In documents filed this week in court, the politician, Cristina Cifuentes, the former president of the Community of Madrid, accused the two journalists, eldiario.es Founder and Editor-in-Chief Ignacio Escolar and investigative journalist Raquel Ejerique, of aggravated disclosure of confidential information.

The criminal complaint seeks to jail Escolar and Ejerique for up to five years. It accuses the pair of having acted “blindly” in pursuit of a “valuable exclusive”.

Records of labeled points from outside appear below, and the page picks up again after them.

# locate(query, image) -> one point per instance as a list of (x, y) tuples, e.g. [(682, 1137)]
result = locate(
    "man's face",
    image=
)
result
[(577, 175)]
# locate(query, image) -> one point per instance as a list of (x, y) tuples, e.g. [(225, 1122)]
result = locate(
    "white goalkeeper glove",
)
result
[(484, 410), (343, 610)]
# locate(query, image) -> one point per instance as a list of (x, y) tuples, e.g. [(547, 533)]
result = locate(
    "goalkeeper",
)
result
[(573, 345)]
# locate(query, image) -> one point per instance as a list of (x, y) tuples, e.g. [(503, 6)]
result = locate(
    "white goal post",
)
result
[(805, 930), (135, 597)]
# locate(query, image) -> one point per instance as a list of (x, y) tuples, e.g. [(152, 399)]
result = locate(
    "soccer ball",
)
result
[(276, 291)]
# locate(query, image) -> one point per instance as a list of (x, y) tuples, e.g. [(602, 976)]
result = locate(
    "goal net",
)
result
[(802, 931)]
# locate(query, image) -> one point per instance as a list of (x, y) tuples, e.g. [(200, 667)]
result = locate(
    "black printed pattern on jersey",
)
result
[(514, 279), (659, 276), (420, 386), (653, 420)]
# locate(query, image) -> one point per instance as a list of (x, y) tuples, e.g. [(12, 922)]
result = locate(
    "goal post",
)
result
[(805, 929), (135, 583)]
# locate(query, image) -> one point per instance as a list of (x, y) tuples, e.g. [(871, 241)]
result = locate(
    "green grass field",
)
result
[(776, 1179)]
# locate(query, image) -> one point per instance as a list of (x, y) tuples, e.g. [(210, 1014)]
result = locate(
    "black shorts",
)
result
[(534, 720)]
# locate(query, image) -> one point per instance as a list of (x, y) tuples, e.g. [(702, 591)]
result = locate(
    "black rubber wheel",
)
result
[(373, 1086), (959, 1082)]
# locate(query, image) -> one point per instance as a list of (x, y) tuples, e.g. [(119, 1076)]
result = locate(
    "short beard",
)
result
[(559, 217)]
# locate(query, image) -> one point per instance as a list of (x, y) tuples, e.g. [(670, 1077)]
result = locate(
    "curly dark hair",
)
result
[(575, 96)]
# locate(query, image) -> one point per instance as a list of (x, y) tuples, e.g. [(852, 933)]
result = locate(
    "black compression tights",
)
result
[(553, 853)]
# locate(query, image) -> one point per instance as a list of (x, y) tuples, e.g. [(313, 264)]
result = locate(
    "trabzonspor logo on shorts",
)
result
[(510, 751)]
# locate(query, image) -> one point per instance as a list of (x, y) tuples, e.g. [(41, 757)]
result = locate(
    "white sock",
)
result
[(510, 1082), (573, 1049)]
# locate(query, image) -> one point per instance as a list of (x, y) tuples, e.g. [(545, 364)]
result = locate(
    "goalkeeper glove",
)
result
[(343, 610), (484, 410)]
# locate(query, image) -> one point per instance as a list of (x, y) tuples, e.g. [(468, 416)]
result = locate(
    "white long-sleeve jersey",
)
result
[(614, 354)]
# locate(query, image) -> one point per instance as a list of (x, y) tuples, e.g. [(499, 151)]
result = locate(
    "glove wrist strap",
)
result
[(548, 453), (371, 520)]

Eldiario.es launched a series of reports on March 21, written by Ejerique, explaining how Cifuentes had allegedly obtained her master’s degree from Rey Juan Carlos University through fraud. The information published by the news site generated great public interest in Spain and put political pressure on Cifuentes, who eventually stepped down several weeks later following an unrelated shoplifting scandal. The reports also prompted a criminal investigation into Cifuentes for falsifying public documents and bribery.

IPI Deputy Director Scott Griffen called the charges filed by Cifuentes a “blatant and clumsy attack on media freedom in Spain”.

“Pursuing a story is not a crime”, he said. “Ignacio Escolar and Raquel Ejerique are being targeted because they did their job. The court should dismiss this case quickly and with prejudice.”

The Madrid-based Platform in Defence of Free Expression (PDLI), an IPI partner, also condemned Cifuentes’s move. PDLI said it feared that the case may be an effort to expose the journalists’ source, “whose protection is one of the professional duties of journalists. In that case, it would be a serious attack on the constitutional right to inform and be informed and an unacceptable threat against investigative journalism.”

Earlier this year, an IPI special feature described the pattern by which Spanish politicians resort to unfounded legal actions against investigative journalists to stop their reporting.